Running a CUDA application on a GPU-less machine

Hello,

I’m developing an application for heterogeneous clusters with some GPU-enhanced nodes and other CPU-only nodes. Ideally, I would like to have a single executable run within an MPI context that checks for GPUs (cudaGetDeviceCount) and uses the GPU calls if present. I’m unable to do this however because I can’t install the nvidia driver on the nodes without compatible GPUs, and the application fails when it doesn’t find libcuda.so.

Is there a way to force the driver install (or a dummy driver of some sort?) without a compatible GPU? Any suggestions to avoid having to run different builds of the code on GPU and GPU-less nodes would be highly appreciated.

Thanks,
Shankar

I work on an heterogeneous cluster like the one you describe. The cuda driver is installed everywhere. You may ask your administrator for it.

Depending on the platform you are on, you could weakly link against the Cuda libraries so that execution does not fail if they are not present, or you can install the libraries in your home directory and adjust the the library search path.

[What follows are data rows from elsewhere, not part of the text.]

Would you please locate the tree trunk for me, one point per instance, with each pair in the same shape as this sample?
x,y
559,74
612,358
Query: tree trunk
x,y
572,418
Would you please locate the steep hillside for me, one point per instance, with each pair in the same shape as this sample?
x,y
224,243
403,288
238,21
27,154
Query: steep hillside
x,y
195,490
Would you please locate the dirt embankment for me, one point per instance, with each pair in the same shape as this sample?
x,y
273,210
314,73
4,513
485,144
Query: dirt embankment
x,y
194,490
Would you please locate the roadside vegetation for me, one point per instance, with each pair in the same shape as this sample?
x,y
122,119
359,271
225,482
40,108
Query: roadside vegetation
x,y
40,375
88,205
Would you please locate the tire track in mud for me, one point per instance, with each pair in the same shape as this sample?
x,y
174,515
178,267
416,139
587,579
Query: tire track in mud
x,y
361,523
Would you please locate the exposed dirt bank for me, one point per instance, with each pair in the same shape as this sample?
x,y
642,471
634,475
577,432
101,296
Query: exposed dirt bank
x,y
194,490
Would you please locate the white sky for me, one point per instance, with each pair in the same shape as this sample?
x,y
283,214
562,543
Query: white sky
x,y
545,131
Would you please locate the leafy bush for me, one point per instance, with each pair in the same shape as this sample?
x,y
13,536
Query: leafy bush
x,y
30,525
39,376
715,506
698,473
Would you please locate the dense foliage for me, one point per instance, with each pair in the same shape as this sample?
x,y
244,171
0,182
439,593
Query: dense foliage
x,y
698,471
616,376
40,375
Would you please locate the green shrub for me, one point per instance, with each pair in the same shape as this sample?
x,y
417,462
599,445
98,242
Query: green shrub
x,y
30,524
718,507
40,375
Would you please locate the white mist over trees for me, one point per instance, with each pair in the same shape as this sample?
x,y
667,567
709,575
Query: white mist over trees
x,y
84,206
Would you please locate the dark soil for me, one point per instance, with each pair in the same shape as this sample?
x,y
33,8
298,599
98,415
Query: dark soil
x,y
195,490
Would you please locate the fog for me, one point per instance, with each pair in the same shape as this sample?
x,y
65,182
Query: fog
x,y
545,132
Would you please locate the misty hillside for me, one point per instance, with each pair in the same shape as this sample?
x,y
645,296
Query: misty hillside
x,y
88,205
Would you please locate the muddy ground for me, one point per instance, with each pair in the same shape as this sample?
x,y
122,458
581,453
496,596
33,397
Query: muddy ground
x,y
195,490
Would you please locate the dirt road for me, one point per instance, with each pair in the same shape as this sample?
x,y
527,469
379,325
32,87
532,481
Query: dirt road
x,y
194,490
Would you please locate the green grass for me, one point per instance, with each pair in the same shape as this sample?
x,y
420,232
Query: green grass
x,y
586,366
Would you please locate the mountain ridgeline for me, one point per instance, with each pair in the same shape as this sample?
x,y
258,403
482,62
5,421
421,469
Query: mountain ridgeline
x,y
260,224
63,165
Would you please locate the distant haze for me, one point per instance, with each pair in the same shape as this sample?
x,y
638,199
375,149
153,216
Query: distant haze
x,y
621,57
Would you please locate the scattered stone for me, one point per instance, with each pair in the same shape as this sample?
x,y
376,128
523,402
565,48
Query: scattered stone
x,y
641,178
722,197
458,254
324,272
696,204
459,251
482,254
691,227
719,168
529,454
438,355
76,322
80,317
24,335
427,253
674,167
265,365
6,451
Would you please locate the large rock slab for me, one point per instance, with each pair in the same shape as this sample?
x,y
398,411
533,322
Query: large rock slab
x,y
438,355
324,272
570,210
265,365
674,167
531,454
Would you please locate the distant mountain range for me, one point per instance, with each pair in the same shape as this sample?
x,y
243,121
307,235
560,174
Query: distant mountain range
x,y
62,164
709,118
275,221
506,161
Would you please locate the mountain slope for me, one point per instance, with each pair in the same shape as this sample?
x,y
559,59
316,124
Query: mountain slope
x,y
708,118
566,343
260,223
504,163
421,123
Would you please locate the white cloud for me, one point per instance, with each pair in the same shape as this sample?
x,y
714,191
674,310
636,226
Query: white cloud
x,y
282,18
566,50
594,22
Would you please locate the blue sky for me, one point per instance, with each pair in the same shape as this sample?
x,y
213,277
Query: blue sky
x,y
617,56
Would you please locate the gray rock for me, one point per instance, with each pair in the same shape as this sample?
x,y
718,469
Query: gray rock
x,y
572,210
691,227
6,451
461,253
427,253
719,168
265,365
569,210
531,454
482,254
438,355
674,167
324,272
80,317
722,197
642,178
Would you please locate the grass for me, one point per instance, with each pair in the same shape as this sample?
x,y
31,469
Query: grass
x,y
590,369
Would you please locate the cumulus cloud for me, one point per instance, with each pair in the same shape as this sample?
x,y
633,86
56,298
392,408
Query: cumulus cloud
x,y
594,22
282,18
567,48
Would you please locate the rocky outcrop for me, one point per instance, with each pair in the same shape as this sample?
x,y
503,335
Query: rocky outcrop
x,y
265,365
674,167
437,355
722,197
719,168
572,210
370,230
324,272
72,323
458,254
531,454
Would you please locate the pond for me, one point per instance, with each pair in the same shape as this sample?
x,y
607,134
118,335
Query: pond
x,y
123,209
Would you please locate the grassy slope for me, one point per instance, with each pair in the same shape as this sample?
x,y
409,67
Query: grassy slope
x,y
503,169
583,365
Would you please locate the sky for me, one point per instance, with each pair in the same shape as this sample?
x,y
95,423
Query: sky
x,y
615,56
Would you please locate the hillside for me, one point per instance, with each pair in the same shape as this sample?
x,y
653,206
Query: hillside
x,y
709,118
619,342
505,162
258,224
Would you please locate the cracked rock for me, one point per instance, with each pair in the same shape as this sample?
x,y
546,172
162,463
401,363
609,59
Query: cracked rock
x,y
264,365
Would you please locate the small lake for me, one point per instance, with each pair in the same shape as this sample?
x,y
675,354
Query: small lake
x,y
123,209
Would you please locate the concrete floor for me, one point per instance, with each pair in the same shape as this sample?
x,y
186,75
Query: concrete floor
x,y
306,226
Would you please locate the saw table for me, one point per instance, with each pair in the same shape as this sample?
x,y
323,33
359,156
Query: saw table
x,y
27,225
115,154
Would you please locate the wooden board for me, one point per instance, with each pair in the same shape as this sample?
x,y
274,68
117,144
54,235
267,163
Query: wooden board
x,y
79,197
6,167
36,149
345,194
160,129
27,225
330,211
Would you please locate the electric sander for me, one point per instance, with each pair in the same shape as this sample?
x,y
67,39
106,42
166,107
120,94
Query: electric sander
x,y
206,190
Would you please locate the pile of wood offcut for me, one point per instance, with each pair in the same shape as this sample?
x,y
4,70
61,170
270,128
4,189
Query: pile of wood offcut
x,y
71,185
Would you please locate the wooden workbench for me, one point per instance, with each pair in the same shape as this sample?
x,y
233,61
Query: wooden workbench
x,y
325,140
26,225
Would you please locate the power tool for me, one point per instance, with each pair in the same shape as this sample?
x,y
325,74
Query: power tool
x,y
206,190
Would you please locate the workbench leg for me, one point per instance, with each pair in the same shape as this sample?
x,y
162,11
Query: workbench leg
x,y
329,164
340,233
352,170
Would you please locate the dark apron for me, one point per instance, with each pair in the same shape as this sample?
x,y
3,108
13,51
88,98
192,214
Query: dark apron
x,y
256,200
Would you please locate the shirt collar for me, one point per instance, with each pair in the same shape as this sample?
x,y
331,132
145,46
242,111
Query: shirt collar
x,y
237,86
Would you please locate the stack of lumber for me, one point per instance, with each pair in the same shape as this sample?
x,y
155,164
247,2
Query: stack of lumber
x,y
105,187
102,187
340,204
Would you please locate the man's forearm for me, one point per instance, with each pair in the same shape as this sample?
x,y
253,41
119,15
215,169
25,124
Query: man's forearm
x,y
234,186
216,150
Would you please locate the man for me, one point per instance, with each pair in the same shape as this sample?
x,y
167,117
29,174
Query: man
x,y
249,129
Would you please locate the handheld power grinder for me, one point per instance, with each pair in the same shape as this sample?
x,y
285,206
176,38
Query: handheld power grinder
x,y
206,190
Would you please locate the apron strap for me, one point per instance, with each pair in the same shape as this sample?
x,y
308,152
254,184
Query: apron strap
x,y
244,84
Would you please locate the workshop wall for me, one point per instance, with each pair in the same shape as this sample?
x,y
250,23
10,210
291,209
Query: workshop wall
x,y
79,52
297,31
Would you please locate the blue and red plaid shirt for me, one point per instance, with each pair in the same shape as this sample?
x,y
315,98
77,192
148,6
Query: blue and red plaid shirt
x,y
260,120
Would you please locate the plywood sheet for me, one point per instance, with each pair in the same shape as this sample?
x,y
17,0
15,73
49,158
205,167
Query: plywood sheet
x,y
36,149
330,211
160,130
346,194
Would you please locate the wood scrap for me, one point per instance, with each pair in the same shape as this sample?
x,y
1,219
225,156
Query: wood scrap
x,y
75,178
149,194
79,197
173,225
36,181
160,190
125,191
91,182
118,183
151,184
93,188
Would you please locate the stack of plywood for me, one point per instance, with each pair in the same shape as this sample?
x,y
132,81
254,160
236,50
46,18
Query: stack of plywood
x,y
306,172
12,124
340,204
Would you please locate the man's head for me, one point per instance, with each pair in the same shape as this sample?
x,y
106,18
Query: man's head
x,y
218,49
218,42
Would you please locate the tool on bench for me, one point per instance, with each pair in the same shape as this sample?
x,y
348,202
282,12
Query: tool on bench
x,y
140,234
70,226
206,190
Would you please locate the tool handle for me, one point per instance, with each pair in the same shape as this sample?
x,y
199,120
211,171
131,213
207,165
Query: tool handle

I do this without the NVIDIA driver installed on every node. The trick is that you don’t link to libcuda.so, you only link to libcudart. The weird thing is that cudaGetDeviceCount will return 1 on the systems without the driver installed (this is a “feature” documented in the manual). You have to check the properties of each device to tell whether they are real or not. You can find the code that I use here: https://codeblue.umich.edu/hoomd-blue/trac/browser/trunk/libhoomd/data_structures/ExecutionConfiguration.cc - look for scanGPUs

Thanks a ton! That works beautifully for me.

Sincerely,

Shankar